If God had never created anything, He alone would exist. But in fact, God does create, and into this vast space God creates or enables the creation of all kinds of objects—jewels, crystals, kaleidoscopes, lenses, prisms, mirrors, stained glass windows—that reflect and spread and scatter the light that comes from Him who is light with all the colors of the rainbow. Now we have a universe that is ablaze with light, but the source of that light is God alone.
Now substitute “love” for “light.” God is love, God is the only source of true love, but that love is emitted and radiated to all His creatures, who should reflect that love back to Him and to one another. This true love has certain hallmarks and characteristics that mark it out as genuine. We’ll look at three of them.
“Love never ends” (1 Cor. 13:8). Love must be eternal because God Himself is eternal. God cannot fade, wither, perish, or die; therefore, neither can true love.
Here is a reality that we must all recognize: the need and longing for eternal love is found in every human heart. We all long to love and to be loved, with a love that will never end.
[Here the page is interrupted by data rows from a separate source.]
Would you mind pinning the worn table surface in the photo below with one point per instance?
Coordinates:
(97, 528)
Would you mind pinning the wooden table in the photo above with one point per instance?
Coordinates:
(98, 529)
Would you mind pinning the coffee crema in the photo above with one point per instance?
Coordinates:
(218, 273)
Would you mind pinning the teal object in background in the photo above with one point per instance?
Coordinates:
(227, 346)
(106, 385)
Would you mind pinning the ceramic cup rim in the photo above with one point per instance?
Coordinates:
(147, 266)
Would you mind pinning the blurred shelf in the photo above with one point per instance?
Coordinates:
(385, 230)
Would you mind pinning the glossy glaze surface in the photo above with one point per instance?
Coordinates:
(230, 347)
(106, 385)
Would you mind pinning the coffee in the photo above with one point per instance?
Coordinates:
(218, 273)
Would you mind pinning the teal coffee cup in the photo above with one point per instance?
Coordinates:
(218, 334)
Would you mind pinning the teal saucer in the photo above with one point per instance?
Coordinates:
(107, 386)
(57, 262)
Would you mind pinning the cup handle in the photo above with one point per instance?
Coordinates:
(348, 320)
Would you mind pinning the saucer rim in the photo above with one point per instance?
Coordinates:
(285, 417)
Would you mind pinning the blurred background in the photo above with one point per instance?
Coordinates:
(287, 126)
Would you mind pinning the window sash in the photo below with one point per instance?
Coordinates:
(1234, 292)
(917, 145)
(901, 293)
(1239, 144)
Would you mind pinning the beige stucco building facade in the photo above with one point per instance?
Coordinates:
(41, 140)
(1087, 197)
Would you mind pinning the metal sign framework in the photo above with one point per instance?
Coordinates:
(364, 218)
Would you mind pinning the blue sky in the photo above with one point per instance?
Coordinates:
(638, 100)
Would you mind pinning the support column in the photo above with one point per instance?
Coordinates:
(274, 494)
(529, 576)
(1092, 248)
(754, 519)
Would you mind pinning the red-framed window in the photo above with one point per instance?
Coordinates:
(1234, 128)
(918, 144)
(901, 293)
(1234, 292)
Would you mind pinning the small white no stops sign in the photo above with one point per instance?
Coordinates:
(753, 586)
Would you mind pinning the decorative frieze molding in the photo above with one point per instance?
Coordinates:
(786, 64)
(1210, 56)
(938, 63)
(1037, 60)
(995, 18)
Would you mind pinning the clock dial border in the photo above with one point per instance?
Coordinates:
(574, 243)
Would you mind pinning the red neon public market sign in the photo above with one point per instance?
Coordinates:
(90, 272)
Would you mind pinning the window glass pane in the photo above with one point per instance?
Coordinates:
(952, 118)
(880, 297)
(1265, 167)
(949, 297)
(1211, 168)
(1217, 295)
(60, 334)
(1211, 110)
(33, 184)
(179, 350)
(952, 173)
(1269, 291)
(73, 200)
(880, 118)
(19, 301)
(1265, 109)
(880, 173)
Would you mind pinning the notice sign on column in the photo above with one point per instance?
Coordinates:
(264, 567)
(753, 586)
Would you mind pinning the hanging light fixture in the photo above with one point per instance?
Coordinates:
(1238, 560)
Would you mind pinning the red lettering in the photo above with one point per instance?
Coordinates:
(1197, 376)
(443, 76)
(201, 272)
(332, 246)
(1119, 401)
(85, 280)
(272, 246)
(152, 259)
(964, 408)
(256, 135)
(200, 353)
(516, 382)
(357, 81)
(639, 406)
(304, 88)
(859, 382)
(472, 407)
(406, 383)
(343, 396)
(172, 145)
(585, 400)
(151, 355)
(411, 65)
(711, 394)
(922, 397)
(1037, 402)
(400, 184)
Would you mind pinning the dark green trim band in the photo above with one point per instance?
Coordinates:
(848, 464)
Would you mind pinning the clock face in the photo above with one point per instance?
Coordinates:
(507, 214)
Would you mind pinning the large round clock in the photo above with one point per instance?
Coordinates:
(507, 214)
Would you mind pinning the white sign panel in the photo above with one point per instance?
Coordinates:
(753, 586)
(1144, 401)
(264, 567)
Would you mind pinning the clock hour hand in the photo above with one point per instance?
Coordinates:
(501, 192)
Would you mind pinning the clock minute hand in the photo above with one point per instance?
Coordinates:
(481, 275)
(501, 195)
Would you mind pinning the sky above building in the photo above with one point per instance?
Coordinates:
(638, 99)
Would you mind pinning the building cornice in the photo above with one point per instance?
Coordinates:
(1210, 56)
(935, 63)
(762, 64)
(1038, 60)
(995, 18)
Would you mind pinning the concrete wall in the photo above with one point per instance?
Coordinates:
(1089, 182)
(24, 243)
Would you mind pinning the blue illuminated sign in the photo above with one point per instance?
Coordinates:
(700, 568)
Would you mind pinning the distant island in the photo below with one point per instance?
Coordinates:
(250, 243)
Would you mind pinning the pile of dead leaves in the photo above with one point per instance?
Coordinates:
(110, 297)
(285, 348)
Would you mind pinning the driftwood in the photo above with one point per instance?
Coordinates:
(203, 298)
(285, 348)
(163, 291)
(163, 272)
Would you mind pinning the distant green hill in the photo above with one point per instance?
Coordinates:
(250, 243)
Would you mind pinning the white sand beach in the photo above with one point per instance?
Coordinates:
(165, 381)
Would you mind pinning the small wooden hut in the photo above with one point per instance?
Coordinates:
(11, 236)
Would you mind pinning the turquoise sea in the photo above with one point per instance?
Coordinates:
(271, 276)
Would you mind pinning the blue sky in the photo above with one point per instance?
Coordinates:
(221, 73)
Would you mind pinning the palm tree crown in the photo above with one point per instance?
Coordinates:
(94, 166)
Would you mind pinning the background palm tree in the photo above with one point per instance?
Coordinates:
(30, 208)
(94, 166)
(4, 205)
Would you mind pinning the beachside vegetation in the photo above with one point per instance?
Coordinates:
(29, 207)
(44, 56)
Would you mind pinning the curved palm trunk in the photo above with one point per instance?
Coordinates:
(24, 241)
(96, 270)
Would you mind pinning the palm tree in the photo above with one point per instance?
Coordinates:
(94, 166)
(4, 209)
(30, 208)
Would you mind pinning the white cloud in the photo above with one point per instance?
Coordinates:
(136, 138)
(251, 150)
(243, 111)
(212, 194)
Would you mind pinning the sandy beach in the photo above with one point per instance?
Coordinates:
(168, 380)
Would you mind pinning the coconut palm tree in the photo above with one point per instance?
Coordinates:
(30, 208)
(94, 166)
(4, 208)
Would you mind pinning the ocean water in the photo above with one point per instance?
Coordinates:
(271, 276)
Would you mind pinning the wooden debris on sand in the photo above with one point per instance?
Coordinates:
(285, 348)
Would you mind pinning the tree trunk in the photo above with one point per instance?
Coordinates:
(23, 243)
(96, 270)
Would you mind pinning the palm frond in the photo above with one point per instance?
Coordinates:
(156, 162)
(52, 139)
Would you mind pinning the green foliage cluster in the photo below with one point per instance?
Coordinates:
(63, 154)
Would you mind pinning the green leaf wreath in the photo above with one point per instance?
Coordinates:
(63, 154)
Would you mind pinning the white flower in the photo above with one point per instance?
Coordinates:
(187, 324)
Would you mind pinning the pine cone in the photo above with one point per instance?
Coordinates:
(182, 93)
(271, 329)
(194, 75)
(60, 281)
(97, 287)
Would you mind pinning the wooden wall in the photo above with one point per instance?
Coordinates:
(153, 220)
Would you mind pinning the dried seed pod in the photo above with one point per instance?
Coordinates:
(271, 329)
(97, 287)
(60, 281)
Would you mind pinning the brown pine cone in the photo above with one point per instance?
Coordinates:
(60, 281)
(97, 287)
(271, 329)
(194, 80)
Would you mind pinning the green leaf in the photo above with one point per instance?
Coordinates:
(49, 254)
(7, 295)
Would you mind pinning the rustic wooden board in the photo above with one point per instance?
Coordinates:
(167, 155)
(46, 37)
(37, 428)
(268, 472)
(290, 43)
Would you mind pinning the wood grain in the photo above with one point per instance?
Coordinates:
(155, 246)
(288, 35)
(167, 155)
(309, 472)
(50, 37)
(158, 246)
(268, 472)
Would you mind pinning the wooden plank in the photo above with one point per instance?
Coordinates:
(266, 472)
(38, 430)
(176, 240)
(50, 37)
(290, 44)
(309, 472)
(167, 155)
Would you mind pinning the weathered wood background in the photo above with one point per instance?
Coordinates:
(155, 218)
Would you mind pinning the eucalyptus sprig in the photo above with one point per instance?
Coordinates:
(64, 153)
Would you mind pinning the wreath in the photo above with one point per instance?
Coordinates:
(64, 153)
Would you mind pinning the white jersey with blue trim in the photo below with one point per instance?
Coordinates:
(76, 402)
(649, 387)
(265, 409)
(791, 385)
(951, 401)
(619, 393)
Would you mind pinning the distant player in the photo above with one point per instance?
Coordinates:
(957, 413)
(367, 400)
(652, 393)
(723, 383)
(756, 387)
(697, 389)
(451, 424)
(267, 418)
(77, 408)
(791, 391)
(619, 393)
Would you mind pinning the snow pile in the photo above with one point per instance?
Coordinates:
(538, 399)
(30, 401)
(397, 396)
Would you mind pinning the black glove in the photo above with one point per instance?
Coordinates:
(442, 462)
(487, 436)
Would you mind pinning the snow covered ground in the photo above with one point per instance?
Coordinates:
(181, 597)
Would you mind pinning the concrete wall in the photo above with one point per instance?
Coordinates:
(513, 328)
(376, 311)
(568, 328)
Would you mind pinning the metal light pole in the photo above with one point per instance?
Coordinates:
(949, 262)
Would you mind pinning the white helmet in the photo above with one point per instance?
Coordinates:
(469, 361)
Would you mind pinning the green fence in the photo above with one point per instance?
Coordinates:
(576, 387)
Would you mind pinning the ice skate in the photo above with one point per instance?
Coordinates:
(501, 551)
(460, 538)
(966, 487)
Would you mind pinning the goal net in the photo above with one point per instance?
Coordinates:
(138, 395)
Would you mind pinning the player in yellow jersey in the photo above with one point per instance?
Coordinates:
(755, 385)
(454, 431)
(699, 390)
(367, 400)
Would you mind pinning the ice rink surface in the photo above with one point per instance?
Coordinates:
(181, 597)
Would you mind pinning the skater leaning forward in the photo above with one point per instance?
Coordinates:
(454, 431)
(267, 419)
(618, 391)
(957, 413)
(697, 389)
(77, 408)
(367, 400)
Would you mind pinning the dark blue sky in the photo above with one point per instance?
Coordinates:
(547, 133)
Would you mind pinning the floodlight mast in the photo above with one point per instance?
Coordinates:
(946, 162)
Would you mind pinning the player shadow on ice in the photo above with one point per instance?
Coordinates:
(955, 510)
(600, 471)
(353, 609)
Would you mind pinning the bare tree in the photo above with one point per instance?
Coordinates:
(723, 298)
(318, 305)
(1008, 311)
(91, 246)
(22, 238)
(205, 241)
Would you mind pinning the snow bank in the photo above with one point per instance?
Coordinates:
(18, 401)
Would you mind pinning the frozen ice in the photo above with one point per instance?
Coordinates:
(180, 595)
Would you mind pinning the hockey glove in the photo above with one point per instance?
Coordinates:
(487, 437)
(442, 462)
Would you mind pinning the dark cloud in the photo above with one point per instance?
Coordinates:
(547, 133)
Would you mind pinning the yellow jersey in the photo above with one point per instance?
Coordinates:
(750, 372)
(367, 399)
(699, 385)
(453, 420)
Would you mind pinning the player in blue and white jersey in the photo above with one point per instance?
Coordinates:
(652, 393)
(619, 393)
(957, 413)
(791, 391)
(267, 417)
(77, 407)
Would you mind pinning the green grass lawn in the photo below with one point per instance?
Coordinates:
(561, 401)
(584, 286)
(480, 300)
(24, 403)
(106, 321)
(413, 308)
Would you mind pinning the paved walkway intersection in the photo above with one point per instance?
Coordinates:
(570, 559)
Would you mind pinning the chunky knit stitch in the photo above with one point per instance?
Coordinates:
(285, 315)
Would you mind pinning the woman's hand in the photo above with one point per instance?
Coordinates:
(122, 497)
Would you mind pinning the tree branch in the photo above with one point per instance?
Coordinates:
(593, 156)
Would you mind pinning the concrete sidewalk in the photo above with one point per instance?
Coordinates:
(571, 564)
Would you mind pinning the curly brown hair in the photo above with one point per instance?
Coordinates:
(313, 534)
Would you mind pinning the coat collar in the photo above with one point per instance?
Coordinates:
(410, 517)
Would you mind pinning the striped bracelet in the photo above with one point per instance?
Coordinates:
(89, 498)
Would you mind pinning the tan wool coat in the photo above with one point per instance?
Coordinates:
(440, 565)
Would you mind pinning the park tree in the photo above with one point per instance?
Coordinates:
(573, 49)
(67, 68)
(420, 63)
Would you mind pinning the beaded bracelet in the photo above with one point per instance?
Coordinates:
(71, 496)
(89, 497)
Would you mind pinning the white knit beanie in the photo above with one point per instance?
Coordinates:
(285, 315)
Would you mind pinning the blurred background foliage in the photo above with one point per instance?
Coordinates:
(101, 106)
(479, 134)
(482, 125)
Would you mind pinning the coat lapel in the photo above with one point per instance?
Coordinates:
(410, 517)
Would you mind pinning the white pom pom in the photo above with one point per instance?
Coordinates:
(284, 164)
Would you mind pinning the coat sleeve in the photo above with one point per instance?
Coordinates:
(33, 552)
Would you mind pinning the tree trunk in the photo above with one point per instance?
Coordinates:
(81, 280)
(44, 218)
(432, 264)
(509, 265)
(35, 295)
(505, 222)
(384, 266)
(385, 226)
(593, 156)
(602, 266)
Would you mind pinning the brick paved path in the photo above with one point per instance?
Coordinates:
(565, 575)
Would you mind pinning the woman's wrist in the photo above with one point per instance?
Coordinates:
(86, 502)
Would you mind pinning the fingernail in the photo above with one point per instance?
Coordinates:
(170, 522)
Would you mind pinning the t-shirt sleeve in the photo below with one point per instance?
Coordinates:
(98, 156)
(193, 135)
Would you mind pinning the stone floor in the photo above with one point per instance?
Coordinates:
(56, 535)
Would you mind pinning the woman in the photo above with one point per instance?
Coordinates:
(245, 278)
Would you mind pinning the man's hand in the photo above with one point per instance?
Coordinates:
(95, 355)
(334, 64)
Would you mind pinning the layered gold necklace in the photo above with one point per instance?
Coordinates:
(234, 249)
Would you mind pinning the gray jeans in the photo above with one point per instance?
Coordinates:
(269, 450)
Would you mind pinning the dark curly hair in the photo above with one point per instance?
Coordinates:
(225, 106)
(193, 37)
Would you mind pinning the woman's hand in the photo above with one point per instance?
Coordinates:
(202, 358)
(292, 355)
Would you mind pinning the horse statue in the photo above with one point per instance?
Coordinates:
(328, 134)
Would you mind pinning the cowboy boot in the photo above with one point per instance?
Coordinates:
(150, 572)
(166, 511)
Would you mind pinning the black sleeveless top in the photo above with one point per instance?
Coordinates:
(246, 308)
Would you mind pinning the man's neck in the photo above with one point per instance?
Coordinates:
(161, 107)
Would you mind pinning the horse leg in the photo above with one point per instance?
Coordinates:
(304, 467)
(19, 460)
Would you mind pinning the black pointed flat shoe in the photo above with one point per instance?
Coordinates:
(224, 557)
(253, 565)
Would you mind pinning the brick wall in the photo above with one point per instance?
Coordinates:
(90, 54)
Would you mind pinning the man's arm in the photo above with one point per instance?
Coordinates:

Not only has God put eternity into every human heart, as it says in Ecclesiastes 3:11; more poignantly, He has put the yearning for eternal love into every human heart.
What would eternity be without love? It would be eternal misery. And is love truly love if it is anything less than eternal? Try this: make a list of books, films, poems—but perhaps especially songs, of all genres—that have the word “love” combined with words such as “eternal,” “everlasting,” and “undying.” I can guarantee you that it won’t be a short list.
This points to the certain reality that we have all been created for relationship, created to love and to be loved. The God who is Himself an eternal loving Trinitarian fellowship of persons—Father, Son, and Holy Spirit—created a man and immediately said about him, “It is not good that the man should be alone” (Gen. 2:18). So God created a companion for the man, a fellow being, so that each could love and be loved. This need finds expression in marriage, but community is not restricted to marriage. We are all created to relate to others, and to relate to God, in love.